Thinking aloud. Much Needed.

Its been 9 months of almost continuous pottery. Almost..because I have taken breaks to travel back to India to visit family, attend weddings, etc.

As a  research analyst I had always loved holidays, finding one lame excuse or the other to take an off. But now that I am a potter, I do not like things that keep me away from clay. If it’s a weekday, I want to be in my workplace. Holidays now do not excite me so much. May be because I am not working working, I am doing what I like.
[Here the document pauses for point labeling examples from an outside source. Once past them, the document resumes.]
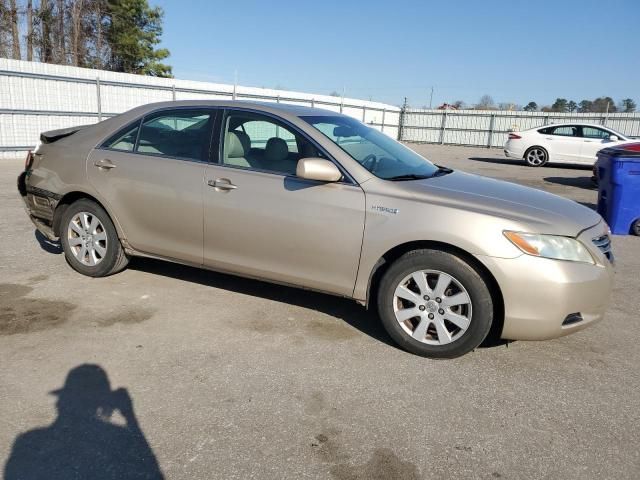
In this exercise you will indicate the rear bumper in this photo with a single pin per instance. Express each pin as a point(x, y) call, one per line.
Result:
point(513, 149)
point(40, 206)
point(542, 297)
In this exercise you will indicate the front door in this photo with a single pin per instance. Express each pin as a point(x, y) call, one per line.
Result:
point(150, 175)
point(564, 144)
point(261, 220)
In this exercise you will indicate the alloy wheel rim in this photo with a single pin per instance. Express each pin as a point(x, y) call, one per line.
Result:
point(432, 307)
point(87, 238)
point(536, 157)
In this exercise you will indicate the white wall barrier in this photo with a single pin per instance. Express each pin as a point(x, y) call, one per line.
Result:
point(35, 97)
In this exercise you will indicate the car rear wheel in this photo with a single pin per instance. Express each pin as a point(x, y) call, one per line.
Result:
point(90, 240)
point(536, 157)
point(434, 304)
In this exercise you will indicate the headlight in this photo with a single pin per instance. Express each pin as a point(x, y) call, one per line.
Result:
point(550, 246)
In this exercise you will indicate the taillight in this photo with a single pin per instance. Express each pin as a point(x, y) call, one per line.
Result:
point(29, 160)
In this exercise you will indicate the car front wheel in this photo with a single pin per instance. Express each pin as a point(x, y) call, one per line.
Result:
point(90, 240)
point(434, 304)
point(536, 157)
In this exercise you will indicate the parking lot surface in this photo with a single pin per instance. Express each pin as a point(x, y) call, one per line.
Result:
point(234, 378)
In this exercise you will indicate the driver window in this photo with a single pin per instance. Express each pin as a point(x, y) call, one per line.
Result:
point(593, 132)
point(260, 142)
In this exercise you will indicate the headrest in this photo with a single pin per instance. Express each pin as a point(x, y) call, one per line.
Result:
point(234, 146)
point(276, 149)
point(245, 140)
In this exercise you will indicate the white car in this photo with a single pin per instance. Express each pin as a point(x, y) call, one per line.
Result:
point(575, 143)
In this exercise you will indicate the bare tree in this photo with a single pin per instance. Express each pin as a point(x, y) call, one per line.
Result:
point(77, 30)
point(486, 103)
point(15, 36)
point(4, 24)
point(45, 15)
point(60, 33)
point(29, 30)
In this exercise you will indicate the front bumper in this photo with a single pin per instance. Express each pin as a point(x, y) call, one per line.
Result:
point(513, 154)
point(40, 206)
point(541, 295)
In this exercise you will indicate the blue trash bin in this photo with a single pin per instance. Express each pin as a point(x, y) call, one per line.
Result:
point(619, 188)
The journey so far has been good. I have grown from being able to center 300 grams of clay to about 2 kgs. I can now experiment with altering a cylinder form, making bowls, mugs, tea sets etc. Just today I threw my first plate ever. I feel excited when I eat home-cooked food in my hand-made crockery. My husband gets to see a big smile on my face all through our meal on such days. 😀

My learning curve could have been steeper if I had a pottery teacher. Without guidance, I don’t know if I am approaching my practice the right way. Questions like – Given this is my first year of pottery, am I doing okay? Am I jumping steps? How has my growth been? What should I do better/differently? These questions remain unanswered.
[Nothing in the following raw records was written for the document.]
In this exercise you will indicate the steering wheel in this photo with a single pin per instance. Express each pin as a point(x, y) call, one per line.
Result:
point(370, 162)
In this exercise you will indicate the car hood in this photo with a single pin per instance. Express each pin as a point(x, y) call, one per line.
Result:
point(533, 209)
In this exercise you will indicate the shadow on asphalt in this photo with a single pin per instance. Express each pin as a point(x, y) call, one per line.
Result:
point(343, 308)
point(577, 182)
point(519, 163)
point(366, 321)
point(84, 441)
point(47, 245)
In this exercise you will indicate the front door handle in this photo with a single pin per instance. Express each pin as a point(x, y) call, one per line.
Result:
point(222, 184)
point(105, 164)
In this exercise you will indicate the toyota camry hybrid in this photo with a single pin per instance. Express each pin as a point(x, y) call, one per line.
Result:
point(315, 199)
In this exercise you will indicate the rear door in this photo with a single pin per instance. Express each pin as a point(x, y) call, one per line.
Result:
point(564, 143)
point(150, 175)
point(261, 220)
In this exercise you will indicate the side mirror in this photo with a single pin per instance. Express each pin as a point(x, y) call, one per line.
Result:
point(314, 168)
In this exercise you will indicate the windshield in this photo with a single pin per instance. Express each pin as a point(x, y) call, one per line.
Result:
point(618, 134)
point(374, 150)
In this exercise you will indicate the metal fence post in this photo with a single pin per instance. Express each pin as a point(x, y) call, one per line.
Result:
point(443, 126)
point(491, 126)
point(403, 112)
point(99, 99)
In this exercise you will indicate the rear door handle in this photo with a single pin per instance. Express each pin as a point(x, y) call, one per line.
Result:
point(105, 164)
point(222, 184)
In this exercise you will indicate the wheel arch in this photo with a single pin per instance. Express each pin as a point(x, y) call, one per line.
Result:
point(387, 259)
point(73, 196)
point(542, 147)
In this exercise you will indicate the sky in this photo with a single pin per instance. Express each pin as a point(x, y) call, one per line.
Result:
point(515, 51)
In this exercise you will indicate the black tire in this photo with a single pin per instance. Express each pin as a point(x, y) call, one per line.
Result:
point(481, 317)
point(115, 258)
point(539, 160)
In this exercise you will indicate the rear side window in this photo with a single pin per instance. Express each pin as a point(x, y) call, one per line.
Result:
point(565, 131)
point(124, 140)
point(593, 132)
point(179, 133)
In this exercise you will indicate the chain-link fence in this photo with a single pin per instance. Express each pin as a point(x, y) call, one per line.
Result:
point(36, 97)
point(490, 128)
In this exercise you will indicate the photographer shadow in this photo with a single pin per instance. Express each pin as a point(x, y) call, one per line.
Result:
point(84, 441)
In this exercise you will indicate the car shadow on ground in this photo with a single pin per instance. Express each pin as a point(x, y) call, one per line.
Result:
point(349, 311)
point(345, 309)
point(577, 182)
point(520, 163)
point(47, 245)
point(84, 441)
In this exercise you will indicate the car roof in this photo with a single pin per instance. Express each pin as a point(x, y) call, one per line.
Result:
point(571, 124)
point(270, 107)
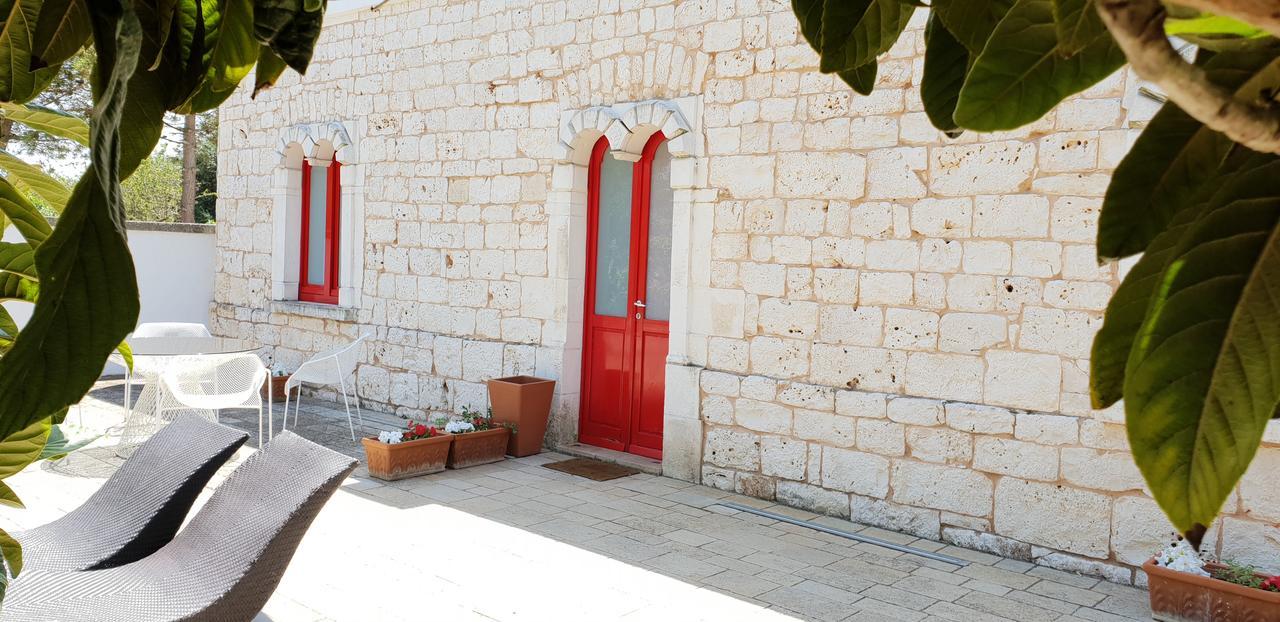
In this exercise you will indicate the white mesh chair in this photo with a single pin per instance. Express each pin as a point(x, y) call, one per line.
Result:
point(210, 384)
point(330, 367)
Also, pottery requires a lot of chemistry. Honestly, till about a week back, I was scared to start learning about glazes, underglazes, slips, mocha diffusion, salt firing, soda firing etc, all on my own. I did not know where to start. But, a few days back I got this book, The Complete Guide to Mid-Range glazes by John Britt. Reading just the first few pages has boosted my confidence. I now have an information source that I can turn to anytime.

I was reflecting yesterday. I was my class topper in school. I never ever thought of competing with anyone. I just studied and made sure I got a good hang of the basics of any subject, and rest just followed. I am confident if I use this approach in pottery, get my basics right, all will fall in place.
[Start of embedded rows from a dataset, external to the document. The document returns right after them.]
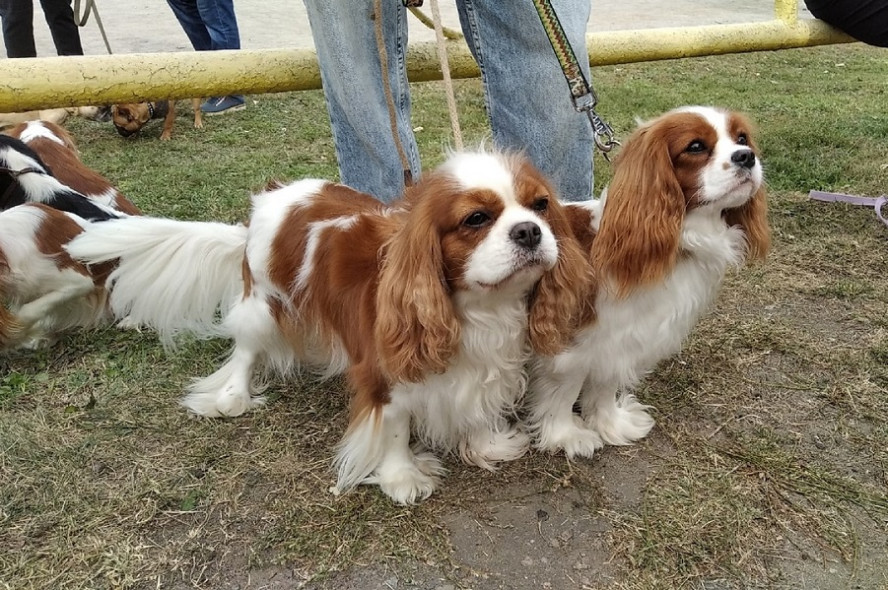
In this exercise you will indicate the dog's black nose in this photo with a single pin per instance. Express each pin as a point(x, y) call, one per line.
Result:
point(744, 158)
point(526, 234)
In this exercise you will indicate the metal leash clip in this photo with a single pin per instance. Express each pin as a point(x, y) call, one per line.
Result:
point(602, 132)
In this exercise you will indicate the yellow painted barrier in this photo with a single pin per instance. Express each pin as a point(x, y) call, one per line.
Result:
point(29, 84)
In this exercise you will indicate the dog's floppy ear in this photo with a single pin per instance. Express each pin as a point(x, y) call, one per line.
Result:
point(639, 236)
point(416, 329)
point(563, 297)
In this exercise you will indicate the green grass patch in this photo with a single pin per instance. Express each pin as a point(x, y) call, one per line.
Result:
point(769, 458)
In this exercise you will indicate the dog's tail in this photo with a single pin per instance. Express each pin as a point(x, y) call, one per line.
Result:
point(11, 328)
point(173, 276)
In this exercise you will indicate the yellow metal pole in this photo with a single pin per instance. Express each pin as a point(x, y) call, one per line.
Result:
point(786, 11)
point(29, 84)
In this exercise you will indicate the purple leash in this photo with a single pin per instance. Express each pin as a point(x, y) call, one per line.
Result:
point(876, 203)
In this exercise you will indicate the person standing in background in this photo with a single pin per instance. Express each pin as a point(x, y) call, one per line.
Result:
point(527, 98)
point(210, 25)
point(18, 27)
point(865, 20)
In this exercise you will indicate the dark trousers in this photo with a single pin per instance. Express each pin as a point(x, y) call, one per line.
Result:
point(18, 27)
point(865, 20)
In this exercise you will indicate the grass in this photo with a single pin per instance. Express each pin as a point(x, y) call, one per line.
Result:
point(767, 467)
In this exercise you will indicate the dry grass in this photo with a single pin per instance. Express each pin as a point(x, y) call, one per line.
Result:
point(767, 467)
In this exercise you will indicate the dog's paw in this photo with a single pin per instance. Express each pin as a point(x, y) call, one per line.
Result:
point(487, 448)
point(574, 438)
point(626, 423)
point(408, 483)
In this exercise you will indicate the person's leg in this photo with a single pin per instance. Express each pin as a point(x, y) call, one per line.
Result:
point(18, 28)
point(528, 98)
point(189, 18)
point(221, 23)
point(65, 34)
point(345, 40)
point(865, 20)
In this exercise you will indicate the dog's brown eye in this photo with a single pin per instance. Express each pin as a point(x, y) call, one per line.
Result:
point(476, 219)
point(541, 204)
point(696, 147)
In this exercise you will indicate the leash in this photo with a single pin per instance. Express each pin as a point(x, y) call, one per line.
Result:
point(445, 71)
point(876, 203)
point(581, 92)
point(81, 21)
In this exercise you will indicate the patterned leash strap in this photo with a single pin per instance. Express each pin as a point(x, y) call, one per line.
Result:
point(877, 203)
point(581, 92)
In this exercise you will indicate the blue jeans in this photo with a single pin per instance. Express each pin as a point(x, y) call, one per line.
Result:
point(527, 97)
point(209, 24)
point(18, 27)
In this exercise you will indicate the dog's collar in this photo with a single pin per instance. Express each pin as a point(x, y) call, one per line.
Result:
point(15, 174)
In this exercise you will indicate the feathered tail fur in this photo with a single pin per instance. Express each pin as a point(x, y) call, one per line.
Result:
point(172, 276)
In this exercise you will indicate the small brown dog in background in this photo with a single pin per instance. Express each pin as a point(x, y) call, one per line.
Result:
point(131, 117)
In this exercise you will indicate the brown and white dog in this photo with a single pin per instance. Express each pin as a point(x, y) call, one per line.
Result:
point(129, 118)
point(687, 201)
point(432, 306)
point(43, 291)
point(59, 153)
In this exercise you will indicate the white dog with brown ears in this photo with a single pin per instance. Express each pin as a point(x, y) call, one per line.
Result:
point(686, 202)
point(431, 306)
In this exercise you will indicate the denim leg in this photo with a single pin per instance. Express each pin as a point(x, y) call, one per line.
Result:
point(527, 96)
point(221, 23)
point(65, 33)
point(351, 74)
point(18, 28)
point(189, 18)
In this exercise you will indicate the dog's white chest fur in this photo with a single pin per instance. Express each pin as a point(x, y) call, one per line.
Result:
point(633, 333)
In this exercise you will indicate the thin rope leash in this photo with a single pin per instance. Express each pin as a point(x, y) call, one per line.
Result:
point(876, 203)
With no teacher, no fellow learners, it is very important to be self-motivated. That part is pretty much taken care of. My husband often has to force me to sleep when I am engrossed in clay. The chemistry bit of it is tricky for me. Hopefully, I will tackle that soon.

hmm. The blabbering helped. Basically it is lack of technical knowledge  (correct form, how to advance my skills, clay composition, glaze formation, application etc.) and means of attaining it are bothering me. Solution – good books, lots of practice, lots of experiments. Failed ones will hopefully teach me more than successful ones.